MDAX: Fuchs glänzt, Hella hält Kurs

Fuchs verzeichnet starkes Halbjahr und hebt Prognose an, während Hella trotz Gewinnrückgangs an seinen Zielen festhält. Der MDAX notiert leicht im Plus.

Dieter Jaworski ·
MDAX Aktie

Kurz zusammengefasst

  • Fuchs übertrifft Erwartungen mit starkem Wachstum
  • Hella bestätigt Jahresziele trotz rückläufigem Gewinn
  • MDAX zeigt sich mit leichten Gewinnen stabil
  • Fuchs hebt EBIT-Prognose für Gesamtjahr an

Zwei MDAX-Schwergewichte haben binnen 24 Stunden ihre Halbjahreszahlen offengelegt — und liefern ein Bild mit deutlichen Kontrasten. Während Schmierstoffhersteller Fuchs mit Rekordzahlen aufwartet, hält sich Autozulieferer Forvia Hella trotz leicht rückläufigem Gewinn an seine Jahresprognose. Der Index selbst notierte zuletzt bei rund 32.409 Punkten und damit leicht im Plus.

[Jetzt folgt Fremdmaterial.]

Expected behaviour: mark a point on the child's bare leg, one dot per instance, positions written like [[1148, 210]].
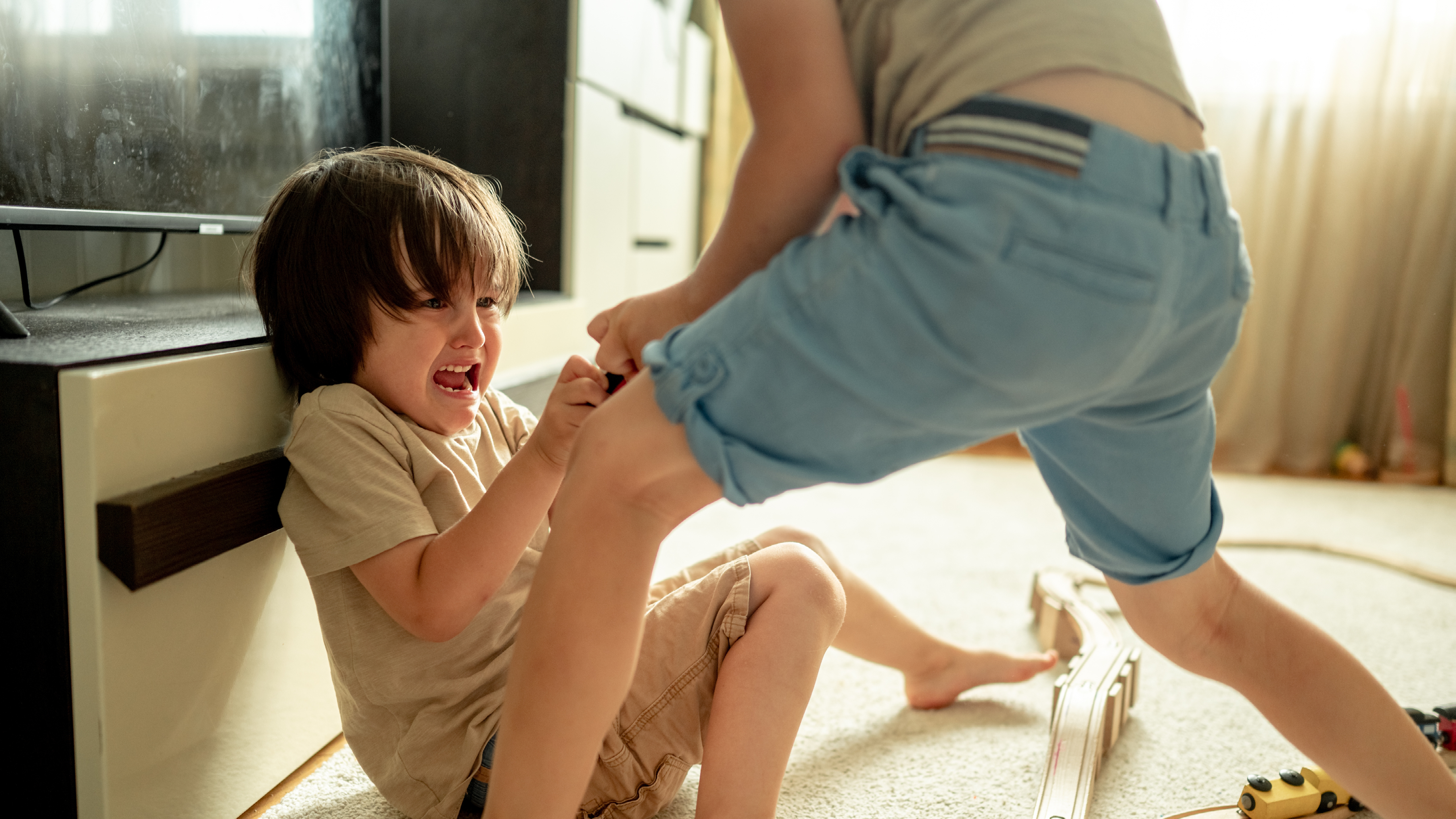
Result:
[[633, 479], [767, 680], [877, 632], [1311, 689]]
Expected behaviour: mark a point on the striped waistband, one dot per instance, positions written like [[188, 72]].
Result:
[[1014, 127]]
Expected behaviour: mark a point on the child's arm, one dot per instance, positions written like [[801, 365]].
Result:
[[1313, 690], [433, 586], [806, 116]]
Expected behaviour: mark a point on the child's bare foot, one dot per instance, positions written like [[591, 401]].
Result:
[[956, 670]]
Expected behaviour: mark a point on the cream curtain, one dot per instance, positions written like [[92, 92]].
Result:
[[1337, 122]]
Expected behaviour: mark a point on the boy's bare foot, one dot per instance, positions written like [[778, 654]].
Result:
[[956, 670]]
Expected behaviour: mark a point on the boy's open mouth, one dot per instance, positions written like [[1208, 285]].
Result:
[[458, 378]]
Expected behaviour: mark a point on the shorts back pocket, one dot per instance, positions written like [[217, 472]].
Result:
[[1097, 278]]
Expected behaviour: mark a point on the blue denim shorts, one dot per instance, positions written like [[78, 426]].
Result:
[[975, 296]]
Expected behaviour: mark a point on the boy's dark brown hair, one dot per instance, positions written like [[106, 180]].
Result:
[[347, 231]]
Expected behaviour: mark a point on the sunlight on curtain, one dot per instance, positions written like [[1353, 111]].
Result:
[[1337, 122]]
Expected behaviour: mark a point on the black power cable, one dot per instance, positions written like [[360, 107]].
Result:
[[25, 276]]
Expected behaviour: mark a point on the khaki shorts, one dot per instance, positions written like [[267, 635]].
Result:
[[692, 620]]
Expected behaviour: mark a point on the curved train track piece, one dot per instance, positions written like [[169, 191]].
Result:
[[1090, 703]]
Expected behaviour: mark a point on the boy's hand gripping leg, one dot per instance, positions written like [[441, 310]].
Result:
[[631, 480], [1311, 689]]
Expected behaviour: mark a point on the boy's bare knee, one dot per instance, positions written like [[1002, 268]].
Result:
[[796, 570], [1186, 619], [796, 535], [630, 452]]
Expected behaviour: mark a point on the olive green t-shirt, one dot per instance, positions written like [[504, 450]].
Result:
[[914, 60], [365, 480]]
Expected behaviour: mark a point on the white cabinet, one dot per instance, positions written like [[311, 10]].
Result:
[[665, 206], [634, 202], [640, 111], [634, 50], [197, 694]]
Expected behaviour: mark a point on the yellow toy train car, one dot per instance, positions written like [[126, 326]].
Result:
[[1294, 793]]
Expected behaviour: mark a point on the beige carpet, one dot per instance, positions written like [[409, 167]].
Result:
[[954, 543]]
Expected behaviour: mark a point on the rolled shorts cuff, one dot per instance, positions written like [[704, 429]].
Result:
[[678, 387], [1122, 566]]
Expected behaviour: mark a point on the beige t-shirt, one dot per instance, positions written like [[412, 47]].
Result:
[[363, 480], [914, 60]]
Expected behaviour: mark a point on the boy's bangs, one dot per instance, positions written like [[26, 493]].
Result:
[[446, 241]]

Fuchs überrascht mit Wachstumsschub

Bei Fuchs beschleunigte sich das Geschäft im zweiten Quartal spürbar. Der Umsatz im ersten Halbjahr 2026 kletterte um 11 Prozent auf 2,003 Milliarden Euro, das EBIT legte sogar um 24 Prozent auf 260 Millionen Euro zu. Die operative Marge erreichte damit 13 Prozent.

Besonders die Region Asien-Pazifik stach hervor: Der Umsatz stieg dort um 12 Prozent auf 567 Millionen Euro, das EBIT sprang um 42 Prozent auf 91 Millionen Euro — allerdings auch getrieben von einem Einmaleffekt aus einem Grundstücksverkauf. Nord- und Südamerika verzeichneten ein EBIT-Plus von 49 Prozent auf 52 Millionen Euro. Der Vorstand hob die EBIT-Prognose für das Gesamtjahr moderat auf eine Spanne von 460 bis 480 Millionen Euro an, zuvor waren rund 450 Millionen Euro anvisiert.

Ein Wermutstropfen bleibt der freie Cashflow vor Akquisitionen: Er sank von 81 auf 61 Millionen Euro, weil das Unternehmen inflationsbedingt mehr Nettoumlaufvermögen aufbauen musste. Für die zweite Jahreshälfte verweist Fuchs auf Risiken durch den Nahost-Konflikt, der Engpässe bei Grundölen und höhere Logistikkosten verursachen könnte.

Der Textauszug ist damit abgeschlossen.